Mortality Data From the European Adrenal Insufficiency Registry

Patient Characterization and Associations

Marcus Quinkler; Bertil Ekman; Pinggao Zhang; Andrea M. Isidori; Robert D. Murray


Clin Endocrinol. 2018;89(1):30-35. 

In This Article

Abstract and Introduction


Objective: Mortality from primary and secondary adrenal insufficiency (AI; PAI and SAI, respectively) is 2–3–fold higher than in the general population. Mortality relates to cardiovascular disease, acute adrenal crisis (AC), cancer and infections; however, there has been little further characterization of patients who have died.

Design/Methods: We analysed real–world data from 2034 patients (801 PAI, 1233 SAI) in the European Adrenal Insufficiency Registry (EU–AIR; NCT01661387). Baseline clinical and biochemical data of patients who subsequently died were compared with those who remained alive.

Results: From August 2012 to June 2017, 26 deaths occurred (8 PAI, 18 SAI) from cardiovascular disease (n = 9), infection (n = 4), suicide (n = 2), drug–induced hepatitis (n = 2), and renal failure, brain tumour, cachexia and AC (each n = 1); cause of death was unclear in 5 patients. Patients who died were significantly older at baseline than alive patients. Causes of AI were representative of patients with SAI; however, 3–quarters of deceased patients with PAI had undergone bilateral adrenalectomy (3 with uncontrolled Cushing's disease, 3 with metastatic renal cell cancer). There were no significant differences in body mass index, blood pressure, low–density lipoprotein cholesterol, total cholesterol or electrolytes between deceased and alive patients. Deceased patients with SAI were more frequently male individuals, were receiving higher daily doses of hydrocortisone (24.0 ± 7.6 vs 19.3 ± 5.7 mg, P = .0016) and experienced more frequent ACs (11.1 vs 2.49/100 patient–years, P = .0389) than alive patients.

Conclusions: This is the first study to provide detailed characteristics of deceased patients with AI. Older, male patients with SAI and frequent AC had a high mortality risk.


If left untreated, adrenal insufficiency (AI) leads to premature death.[1] Introduction of glucocorticoid replacement therapy in patients with AI has led to greatly improved outcomes;[2] however, it is increasingly recognized that patients with AI continue to experience high levels of morbidity and premature mortality. These adverse outcomes are thought to be due to inappropriate glucocorticoid dosage and the nonphysiological nature of conventional replacement therapy.[3–5]

Hospital record data suggest that mortality associated with primary AI (PAI) is 2–3–fold higher than in the general population.[6] In the Swedish Hospital Registry, the cardiovascular mortality associated with PAI was approximately 2–fold higher, and the mortality owing to infectious disease was approximately 6–fold higher, than that of the normal population.[6] Data from the Norwegian Hospital Registry showed that, between 1943 and 2005, the mortality for PAI related mainly to cardiovascular disease, followed by Addisonian crisis, cancer, infection and sudden death.[7] More recently, the Swedish National Inpatient Register showed a dramatically reduced survival probability for patients with PAI and comorbid diabetes mellitus, compared with patients with diabetes mellitus alone. Cardiovascular disease and complications of diabetes mellitus were the most common causes of death.[8]

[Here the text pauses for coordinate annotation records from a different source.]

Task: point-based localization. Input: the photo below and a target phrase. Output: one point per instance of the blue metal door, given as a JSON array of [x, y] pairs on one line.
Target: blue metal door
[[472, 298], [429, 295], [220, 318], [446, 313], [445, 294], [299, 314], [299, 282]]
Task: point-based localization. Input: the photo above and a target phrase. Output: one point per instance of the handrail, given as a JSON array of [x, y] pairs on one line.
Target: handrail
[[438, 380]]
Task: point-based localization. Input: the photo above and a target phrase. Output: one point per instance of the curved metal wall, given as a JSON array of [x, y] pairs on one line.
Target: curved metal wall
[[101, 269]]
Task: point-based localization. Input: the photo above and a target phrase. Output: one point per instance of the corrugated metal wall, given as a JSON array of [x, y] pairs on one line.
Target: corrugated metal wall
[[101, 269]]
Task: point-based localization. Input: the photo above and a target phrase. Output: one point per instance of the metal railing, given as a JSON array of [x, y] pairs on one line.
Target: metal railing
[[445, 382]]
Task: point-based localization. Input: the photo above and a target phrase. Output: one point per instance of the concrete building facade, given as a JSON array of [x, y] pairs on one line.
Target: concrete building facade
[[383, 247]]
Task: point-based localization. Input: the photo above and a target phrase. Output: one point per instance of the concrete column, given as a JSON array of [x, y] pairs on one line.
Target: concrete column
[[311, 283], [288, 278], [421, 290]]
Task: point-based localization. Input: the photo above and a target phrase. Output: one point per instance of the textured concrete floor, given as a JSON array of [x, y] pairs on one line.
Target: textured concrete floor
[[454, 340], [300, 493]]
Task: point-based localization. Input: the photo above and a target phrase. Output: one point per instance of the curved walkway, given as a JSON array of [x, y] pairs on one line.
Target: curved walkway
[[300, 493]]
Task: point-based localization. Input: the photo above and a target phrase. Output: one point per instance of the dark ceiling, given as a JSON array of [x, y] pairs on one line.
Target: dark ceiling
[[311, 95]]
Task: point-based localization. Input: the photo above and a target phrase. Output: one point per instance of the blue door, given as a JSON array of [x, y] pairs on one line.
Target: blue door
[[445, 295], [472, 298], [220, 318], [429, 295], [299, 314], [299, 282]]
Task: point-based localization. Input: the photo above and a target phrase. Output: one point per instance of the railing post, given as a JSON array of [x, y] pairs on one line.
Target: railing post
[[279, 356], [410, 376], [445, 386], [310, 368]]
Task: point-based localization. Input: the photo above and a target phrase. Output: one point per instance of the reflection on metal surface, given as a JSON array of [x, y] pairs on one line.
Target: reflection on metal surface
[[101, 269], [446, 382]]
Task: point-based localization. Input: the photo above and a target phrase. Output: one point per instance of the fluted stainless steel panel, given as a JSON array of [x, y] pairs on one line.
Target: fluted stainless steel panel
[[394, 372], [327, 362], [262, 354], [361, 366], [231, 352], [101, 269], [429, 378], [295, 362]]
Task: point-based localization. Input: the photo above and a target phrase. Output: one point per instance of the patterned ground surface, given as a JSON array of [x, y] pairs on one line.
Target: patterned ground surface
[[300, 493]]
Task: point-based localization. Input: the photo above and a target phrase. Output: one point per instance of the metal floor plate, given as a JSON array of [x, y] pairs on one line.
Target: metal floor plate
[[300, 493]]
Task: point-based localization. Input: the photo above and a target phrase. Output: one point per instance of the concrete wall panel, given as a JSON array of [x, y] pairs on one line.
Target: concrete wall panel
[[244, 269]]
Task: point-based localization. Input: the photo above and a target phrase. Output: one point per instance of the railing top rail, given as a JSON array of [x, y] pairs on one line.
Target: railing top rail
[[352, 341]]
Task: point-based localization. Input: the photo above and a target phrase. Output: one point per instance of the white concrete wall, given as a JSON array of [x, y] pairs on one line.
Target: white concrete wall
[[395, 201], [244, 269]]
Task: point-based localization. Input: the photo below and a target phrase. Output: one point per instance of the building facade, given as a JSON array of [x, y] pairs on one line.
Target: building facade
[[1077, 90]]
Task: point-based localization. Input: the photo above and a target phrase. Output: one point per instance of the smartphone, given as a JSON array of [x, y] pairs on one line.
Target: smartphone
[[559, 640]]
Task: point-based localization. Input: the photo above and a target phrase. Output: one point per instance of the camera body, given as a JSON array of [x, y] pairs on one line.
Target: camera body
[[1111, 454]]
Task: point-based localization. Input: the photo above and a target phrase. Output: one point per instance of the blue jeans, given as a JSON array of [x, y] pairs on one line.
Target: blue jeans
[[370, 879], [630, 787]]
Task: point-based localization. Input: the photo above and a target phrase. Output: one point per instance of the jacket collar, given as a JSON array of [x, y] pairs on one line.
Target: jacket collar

Patients with secondary AI (SAI) also showed an increased cardiovascular mortality.[9,10] A large, prospective study of patients with SAI in the UK demonstrated an overall standard mortality ratio (SMR) of 1.87, but could not attribute the increased mortality to any particular endocrine condition other than untreated growth hormone deficiency.[11] Analysis of a large cohort of Swedish patients with pituitary disease showed that the SMR due to infection was 6.32; all 15 individuals who died from infection (from a total of 120 deaths and 1286 patients) had SAI, and 8 of these individuals had adrenal crisis (AC). The authors concluded that AC in response to acute stress and intercurrent illness is an important cause of mortality in patients with hypopituitarism.[12] Similarly, a large cohort study in the USA demonstrated that the relative risk of death was 7.1 in patients with SAI, emphasizing the importance of early intervention when infection occurs in association with AI.[13]

There has been, however, little further characterization of the patients who died.[12] Therefore, we analysed real–world data from the European Adrenal Insufficiency Registry (EU–AIR), with centres across Germany, the Netherlands, Sweden and the UK, to further characterize the patients with AI who have died.